暂无图片
暂无图片
暂无图片
暂无图片
暂无图片

提升wait_event时间观测--增加wait_event_start

原创 NickYoung 2024-09-11
154

前言

一个朋友做内核优化想去分析新增等待事件的一些性能影响,抓火焰图等方法无法抓取到具体的等待时间。这个时候注意到PG好像确实没有等待事件的等待时间的记录。

等待事件反应的是SQL进程“当前”所处的状态,除过“锁等待”等这样少部分等待事件的等待时间可能会比较久,其余大部分等待事件的“等待”过程是比较短的。对于这些事件我们不会去在意它的等待时间,并不会成为性能瓶颈。因此数据库并没有记录所有等待事件的时间。不过“锁等待”这种等待时间相对较久的事件已经有开始时间的记录了,pg14版本开始pg_locks系统视图中增加了一列waitstart。

那么假如我们就是想了解到任意一个等待事件什么时候开始的,什么时候结束的。就如同之前讲的场景,我们新增了一些等待事件,想了解这些事件正常等待时间,该如何去做呢?

以下纯属胡折腾,基本没有实际生产使用价值。

方案思考

我们通常可以查询pg_stat_activity来获取SQL执行状态信息,包括wait_event,state等。关于时间的有backend_start 进程启动时间,xact_start 事务开始时间,query_start sql开始执行时间,state_change 状态变更时间这四种。

可以照猫画虎,直接剽窃xact_start的处理逻辑来实现wait_event_start。

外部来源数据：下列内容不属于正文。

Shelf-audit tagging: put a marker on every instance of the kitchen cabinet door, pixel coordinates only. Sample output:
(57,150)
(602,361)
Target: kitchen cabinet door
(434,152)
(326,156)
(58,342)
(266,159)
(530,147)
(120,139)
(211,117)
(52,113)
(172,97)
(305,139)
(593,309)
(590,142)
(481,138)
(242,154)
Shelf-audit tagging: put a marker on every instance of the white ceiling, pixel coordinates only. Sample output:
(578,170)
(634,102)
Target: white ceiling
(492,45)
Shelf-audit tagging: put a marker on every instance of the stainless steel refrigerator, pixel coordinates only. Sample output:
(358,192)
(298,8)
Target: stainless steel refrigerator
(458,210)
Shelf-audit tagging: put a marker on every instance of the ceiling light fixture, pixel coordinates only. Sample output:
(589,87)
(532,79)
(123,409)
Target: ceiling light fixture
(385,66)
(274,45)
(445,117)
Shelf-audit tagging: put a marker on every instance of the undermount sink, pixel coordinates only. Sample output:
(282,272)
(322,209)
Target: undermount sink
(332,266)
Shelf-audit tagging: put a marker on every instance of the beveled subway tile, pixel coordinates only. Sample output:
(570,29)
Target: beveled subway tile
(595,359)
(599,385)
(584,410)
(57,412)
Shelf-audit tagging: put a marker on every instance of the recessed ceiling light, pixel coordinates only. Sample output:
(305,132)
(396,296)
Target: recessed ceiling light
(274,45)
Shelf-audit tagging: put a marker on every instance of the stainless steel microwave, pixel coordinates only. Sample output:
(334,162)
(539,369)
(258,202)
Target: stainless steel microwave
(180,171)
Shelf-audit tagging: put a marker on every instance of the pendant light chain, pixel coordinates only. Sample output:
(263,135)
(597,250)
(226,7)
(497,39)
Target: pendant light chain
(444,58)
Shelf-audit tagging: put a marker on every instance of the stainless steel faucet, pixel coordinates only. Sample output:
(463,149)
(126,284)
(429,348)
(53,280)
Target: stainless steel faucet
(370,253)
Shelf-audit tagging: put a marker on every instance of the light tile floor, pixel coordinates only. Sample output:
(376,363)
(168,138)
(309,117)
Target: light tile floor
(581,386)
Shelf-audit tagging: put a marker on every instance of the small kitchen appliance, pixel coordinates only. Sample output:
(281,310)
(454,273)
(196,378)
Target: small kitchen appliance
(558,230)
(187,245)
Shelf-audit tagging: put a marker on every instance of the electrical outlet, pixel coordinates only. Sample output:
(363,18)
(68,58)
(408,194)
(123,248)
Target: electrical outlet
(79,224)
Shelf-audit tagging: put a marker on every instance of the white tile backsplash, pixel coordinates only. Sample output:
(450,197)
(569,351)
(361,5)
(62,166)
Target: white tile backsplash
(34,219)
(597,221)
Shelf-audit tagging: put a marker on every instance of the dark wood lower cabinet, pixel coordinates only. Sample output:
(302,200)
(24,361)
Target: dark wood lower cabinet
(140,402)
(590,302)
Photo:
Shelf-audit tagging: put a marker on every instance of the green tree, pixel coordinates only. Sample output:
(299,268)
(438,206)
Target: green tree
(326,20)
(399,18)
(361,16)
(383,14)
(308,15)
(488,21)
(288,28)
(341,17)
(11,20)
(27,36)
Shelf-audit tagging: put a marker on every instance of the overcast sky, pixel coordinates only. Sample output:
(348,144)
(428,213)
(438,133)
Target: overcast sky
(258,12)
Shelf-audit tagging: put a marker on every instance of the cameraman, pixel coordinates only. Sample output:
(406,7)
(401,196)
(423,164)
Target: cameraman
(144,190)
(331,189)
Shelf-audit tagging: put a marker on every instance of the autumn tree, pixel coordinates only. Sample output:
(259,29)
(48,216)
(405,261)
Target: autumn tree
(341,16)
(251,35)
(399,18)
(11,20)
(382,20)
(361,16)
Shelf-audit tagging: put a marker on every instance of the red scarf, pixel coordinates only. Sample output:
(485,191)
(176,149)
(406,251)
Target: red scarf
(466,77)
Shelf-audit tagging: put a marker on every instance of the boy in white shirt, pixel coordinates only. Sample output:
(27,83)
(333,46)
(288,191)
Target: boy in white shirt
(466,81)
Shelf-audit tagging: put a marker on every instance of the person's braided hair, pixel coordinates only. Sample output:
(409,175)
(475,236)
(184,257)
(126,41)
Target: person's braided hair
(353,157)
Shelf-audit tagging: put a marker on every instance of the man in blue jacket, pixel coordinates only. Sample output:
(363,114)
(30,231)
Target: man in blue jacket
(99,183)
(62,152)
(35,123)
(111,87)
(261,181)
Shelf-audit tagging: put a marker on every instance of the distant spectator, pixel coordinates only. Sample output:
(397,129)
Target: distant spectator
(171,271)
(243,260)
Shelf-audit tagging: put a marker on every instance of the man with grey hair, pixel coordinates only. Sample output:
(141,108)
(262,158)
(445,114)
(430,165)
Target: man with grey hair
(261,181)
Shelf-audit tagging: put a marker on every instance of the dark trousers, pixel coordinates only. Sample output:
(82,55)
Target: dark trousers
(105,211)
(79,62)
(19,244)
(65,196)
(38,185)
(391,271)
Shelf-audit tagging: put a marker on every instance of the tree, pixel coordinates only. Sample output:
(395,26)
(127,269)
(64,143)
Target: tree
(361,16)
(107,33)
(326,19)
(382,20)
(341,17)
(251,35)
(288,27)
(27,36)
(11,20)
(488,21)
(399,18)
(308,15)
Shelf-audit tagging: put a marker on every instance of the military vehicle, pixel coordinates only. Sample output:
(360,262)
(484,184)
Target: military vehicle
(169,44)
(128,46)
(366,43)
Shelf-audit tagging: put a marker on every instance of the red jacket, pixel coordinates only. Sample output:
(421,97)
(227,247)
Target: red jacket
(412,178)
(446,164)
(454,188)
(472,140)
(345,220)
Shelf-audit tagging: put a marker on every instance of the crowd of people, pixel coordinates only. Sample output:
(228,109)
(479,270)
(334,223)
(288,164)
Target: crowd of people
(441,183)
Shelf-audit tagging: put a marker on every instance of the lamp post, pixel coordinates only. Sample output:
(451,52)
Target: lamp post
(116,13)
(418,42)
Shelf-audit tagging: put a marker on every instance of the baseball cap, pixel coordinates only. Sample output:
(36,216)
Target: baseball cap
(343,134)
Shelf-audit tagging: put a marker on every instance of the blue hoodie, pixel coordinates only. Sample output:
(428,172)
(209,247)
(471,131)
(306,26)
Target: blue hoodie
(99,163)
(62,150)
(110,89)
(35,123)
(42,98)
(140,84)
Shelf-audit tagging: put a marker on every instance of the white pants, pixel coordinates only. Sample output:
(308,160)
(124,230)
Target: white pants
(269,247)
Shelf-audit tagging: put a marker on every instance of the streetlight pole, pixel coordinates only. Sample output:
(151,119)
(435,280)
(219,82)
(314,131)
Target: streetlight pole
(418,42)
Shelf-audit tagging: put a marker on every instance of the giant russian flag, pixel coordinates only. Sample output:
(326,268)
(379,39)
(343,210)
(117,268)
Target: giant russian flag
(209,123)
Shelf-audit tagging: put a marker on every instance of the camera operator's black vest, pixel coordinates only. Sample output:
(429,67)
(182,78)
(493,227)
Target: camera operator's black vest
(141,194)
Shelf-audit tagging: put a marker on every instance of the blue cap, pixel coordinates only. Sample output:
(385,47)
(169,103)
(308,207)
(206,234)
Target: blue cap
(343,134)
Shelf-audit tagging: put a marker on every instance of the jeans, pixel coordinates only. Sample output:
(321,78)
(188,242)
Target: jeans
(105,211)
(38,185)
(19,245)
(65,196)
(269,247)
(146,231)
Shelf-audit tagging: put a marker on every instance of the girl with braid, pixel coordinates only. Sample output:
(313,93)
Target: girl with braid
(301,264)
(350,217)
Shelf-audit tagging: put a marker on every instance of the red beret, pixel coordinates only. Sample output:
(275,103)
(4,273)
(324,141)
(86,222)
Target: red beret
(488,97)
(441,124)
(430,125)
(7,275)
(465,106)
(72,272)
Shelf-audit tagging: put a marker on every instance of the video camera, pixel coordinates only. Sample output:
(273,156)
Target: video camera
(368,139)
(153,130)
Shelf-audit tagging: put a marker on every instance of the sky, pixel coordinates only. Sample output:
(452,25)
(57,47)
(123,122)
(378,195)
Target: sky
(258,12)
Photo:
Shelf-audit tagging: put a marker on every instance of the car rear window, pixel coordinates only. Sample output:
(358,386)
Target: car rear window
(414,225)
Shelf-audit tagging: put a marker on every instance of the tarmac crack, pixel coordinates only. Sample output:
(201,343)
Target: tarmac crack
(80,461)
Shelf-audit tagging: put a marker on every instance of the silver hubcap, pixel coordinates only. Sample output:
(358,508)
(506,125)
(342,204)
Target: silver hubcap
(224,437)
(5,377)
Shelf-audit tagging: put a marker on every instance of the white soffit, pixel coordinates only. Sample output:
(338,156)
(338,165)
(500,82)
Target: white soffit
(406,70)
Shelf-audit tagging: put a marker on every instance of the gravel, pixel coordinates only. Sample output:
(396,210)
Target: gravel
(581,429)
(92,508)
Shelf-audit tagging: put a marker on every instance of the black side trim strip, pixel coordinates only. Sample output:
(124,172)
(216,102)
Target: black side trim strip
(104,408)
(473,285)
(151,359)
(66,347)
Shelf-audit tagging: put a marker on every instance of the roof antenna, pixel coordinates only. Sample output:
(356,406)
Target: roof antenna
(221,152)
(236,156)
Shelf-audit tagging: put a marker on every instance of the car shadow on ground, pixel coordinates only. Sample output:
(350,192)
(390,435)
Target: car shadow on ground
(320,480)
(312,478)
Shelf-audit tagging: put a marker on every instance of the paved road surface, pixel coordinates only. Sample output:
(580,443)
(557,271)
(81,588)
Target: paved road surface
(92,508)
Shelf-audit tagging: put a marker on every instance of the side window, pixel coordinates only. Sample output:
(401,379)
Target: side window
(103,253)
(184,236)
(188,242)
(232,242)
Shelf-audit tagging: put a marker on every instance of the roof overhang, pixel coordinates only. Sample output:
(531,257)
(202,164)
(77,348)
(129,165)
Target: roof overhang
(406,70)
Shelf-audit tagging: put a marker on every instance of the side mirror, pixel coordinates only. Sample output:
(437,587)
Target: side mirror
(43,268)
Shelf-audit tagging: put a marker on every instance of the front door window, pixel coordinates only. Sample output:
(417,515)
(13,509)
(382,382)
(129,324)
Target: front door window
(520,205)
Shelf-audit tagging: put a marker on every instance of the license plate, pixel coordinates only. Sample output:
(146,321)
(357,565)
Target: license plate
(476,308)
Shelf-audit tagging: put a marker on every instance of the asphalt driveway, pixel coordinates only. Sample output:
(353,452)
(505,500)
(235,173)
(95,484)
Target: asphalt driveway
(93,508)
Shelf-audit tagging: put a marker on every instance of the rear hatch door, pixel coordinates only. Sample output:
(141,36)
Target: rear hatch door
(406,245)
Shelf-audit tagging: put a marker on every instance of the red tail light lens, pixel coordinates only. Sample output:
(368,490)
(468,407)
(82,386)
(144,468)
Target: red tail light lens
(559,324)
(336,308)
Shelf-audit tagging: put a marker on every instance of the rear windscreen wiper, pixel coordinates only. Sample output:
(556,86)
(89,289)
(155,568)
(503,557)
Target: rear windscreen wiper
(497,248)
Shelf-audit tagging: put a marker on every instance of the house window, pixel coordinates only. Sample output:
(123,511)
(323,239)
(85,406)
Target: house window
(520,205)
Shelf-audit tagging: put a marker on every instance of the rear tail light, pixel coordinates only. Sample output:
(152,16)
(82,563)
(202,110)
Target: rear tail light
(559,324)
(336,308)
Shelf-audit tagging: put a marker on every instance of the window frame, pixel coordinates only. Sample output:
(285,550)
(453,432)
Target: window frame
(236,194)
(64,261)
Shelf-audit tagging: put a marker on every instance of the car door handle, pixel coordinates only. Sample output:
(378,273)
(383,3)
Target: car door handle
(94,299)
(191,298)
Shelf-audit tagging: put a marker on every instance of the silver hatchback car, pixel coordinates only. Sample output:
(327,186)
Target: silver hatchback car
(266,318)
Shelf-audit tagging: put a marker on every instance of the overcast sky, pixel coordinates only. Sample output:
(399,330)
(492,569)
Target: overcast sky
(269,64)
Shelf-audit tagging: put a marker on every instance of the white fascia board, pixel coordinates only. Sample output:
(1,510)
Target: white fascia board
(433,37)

xact_start 在内核中描述为PgBackendStatus结构体的成员st_xact_start_timestamp。
设置的过程:

StartTransaction/PrepareTransaction/CommitTransaction/AbortTransaction -->pgstat_report_xact_timestamp: beentry->st_xact_start_timestamp={GetCurrentTimestamp || 0}

启动事务或者提交/回滚事务时,会调用pgstat_report_xact_timestamp函数来修改pgstat_report_xact_timestamp。
获取的过程:

pg_stat_get_activity: TimestampTzGetDatum(beentry->st_xact_start_timestamp)

使用pg_stat_activity查询时,直接从beentry->st_xact_start_timestamp获取。
beentry为当前进程对应的PgBackendStatus。

那么可以给PgBackendStatus添加一个成员st_wait_event_start_timestamp,
在pgstat_report_wait_start设置等待事件时同步设置对应的wait_event_start,在pgstat_report_wait_end等待事件结束时重置为0即可。

代码实现

使用版本为:postgresql-16.1
PgBackendStatus新增成员st_wait_event_start_timestamp

typedef struct PgBackendStatus { /* 省略部分代码行 */ /* Times when current backend, transaction, and activity started */ TimestampTz st_proc_start_timestamp; TimestampTz st_xact_start_timestamp; TimestampTz st_activity_start_timestamp; TimestampTz st_state_start_timestamp; /* Add by NickYoung at 2024-07-13 AM */ TimestampTz st_wait_event_start_timestamp; /* End at 2024-07-13 AM */ /* 省略部分代码行 */ }

修改pgstat_report_wait_start函数,设置my_wait_event_info同时设置 beentry->st_wait_event_start_timestamp=GetCurrentTimestamp()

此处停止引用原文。